Uber lascia la Spagna. Lo ha annunciato Carlos Lloret, responsabile iberico dell’impresa americana capace di creare un sistema alternativo di trasporto urbano.

Non rimane che il sostegno delle reti sociali, un post sul blog spagnolo invita a pubblicare testimonianze su Twitter e Facebook con l’hashtag #yoapoyouber (io appoggio Uber).

Lo scorso 9 dicembre il tribunale mercantile di Madrid ha dichiarato illegittima l’app che attraverso gli smartphone mette in contatto passeggeri e autisti in tutto il Paese.
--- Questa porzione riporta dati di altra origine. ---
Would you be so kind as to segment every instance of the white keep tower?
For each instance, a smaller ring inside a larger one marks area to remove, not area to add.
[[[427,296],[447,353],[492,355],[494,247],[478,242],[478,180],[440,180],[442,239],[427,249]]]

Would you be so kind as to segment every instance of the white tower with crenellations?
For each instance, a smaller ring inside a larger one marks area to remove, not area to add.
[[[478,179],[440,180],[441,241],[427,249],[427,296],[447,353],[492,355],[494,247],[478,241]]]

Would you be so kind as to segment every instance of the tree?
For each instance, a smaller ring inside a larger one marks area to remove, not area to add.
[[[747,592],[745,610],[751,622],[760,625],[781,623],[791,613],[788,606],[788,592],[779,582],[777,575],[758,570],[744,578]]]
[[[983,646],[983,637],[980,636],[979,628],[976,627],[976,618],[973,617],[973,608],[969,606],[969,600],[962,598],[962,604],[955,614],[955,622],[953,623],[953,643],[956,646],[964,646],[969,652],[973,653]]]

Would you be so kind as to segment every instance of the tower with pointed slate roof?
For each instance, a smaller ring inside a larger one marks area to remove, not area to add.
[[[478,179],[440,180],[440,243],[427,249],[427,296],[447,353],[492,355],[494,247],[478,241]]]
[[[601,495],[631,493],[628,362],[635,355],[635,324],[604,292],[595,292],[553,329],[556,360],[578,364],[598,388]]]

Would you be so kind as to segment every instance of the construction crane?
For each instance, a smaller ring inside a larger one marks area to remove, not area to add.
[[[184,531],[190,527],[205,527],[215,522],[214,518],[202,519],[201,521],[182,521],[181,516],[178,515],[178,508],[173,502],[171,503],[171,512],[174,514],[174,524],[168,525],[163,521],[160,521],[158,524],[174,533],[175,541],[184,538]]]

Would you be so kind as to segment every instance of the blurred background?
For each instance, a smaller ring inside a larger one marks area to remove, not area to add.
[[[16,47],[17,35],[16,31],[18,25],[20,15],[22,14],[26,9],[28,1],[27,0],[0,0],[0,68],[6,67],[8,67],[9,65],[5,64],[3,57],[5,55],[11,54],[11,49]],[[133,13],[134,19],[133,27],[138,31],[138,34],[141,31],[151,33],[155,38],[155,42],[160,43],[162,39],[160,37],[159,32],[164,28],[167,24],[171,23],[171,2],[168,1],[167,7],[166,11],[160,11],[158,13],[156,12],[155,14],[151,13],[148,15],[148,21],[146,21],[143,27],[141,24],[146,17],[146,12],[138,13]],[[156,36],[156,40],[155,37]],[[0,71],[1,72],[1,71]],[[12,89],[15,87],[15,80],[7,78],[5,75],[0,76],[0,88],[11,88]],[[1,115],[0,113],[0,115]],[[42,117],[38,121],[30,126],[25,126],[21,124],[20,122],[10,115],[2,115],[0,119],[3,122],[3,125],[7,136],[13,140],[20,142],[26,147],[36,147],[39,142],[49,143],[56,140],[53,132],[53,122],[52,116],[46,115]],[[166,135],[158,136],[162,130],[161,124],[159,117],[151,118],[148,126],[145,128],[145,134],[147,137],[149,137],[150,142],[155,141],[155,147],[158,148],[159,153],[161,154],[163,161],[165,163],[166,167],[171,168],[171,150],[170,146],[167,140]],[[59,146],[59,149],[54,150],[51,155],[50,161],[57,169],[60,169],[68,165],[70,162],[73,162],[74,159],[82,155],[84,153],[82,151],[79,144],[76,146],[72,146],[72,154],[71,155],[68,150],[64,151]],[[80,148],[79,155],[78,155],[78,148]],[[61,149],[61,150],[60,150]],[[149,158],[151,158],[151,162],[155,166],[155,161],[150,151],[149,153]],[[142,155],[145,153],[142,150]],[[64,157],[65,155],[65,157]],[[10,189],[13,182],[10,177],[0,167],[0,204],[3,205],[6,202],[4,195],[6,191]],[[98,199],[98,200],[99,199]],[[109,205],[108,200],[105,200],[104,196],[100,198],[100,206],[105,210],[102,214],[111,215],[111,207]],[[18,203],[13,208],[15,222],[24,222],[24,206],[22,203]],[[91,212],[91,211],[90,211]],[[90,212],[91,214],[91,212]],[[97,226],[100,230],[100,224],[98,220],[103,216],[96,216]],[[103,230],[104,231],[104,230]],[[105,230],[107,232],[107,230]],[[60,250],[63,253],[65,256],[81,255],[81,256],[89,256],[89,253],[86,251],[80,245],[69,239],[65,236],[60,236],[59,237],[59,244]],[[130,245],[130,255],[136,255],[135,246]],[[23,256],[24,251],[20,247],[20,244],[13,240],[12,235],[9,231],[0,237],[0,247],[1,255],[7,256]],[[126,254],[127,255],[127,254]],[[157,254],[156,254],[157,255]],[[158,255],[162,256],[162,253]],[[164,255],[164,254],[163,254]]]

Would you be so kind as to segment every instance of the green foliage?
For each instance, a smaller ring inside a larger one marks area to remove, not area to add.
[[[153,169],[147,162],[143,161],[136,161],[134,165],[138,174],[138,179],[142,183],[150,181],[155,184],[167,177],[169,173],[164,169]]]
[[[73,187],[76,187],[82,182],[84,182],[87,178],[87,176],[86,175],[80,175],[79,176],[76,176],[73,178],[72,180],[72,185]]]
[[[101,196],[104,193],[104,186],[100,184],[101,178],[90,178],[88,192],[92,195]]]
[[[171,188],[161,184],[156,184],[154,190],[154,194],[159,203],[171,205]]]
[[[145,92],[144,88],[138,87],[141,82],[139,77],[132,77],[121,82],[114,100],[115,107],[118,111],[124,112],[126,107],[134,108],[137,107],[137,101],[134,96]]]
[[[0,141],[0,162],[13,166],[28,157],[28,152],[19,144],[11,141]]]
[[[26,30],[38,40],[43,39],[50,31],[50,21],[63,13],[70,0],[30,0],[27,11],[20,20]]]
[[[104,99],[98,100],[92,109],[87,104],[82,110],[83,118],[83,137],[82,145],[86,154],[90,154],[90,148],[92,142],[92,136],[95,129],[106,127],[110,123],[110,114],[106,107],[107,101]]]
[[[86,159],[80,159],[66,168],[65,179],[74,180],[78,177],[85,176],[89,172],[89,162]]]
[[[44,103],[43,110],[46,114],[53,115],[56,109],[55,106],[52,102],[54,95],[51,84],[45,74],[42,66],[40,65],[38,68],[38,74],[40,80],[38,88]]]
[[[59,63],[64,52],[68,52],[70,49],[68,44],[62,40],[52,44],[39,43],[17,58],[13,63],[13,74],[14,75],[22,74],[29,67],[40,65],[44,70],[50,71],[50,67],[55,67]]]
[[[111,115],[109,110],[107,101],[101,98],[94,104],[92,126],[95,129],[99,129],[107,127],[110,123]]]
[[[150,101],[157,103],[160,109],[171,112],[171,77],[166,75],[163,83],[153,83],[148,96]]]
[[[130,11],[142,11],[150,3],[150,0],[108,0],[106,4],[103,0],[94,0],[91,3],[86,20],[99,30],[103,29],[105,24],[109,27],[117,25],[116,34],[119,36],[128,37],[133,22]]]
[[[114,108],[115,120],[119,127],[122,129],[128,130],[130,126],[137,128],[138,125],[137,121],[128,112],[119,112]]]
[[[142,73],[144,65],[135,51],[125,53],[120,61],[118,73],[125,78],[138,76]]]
La sentenza ha accolto il ricorso presentato dall’Associazione madrilena di Taxi ordinando “l’interruzione in tutto il territorio nazionale del servizio di trasporto”.

Già dallo scorso 25 dicembre l’app UberPop aveva smesso di funzionare, ad un click sull’applicazione il sistema rispondeva con problemi di connessione o col mancato funzionamento della modalità di pagamento prescelta.

La lobby dei tassisti ha vinto, le loro proteste hanno accompagnato il percorso stesso dell’applicazione, prima Barcellona, poi la capitale Madrid, infine Valencia.

Nove mesi di affanni per il servizio “Pop”, formula che aveva consentito in meno di un anno di guadagnare rilevanti fette di mercato nel trasporto cittadino delle grandi città. Concorrenza sleale secondo i tassisti, categoria ancorata al mondo delle licenze, delle autorizzazioni, dei turni bloccati. Un “arrotondamento” secondo gli operatori Uber, nuova classe che fa della duttilità e della praticità la propria bandiera.

Non è detto che il messaggio “conexión imposible” di questi giorni sia la comunicazione definitiva dell’applicazione americana.

UberPop potrebbe presto trovare nuova linfa tra le pieghe di regolamenti e burocrazie, nei mesi scorsi un rapporto della Commissione Nazionale del Mercato e della Concorrenza criticava le restrizioni al sistema, viste come fonte di pregiudizi sia per gli operatori che per gli stessi utenti.

La California, sempre aperta alle innovazioni, dopo un momento di incertezza ha adottato una cornice normativa per Uber X, riuscirà anche alla Spagna regolamentare la sua versione “Pop”?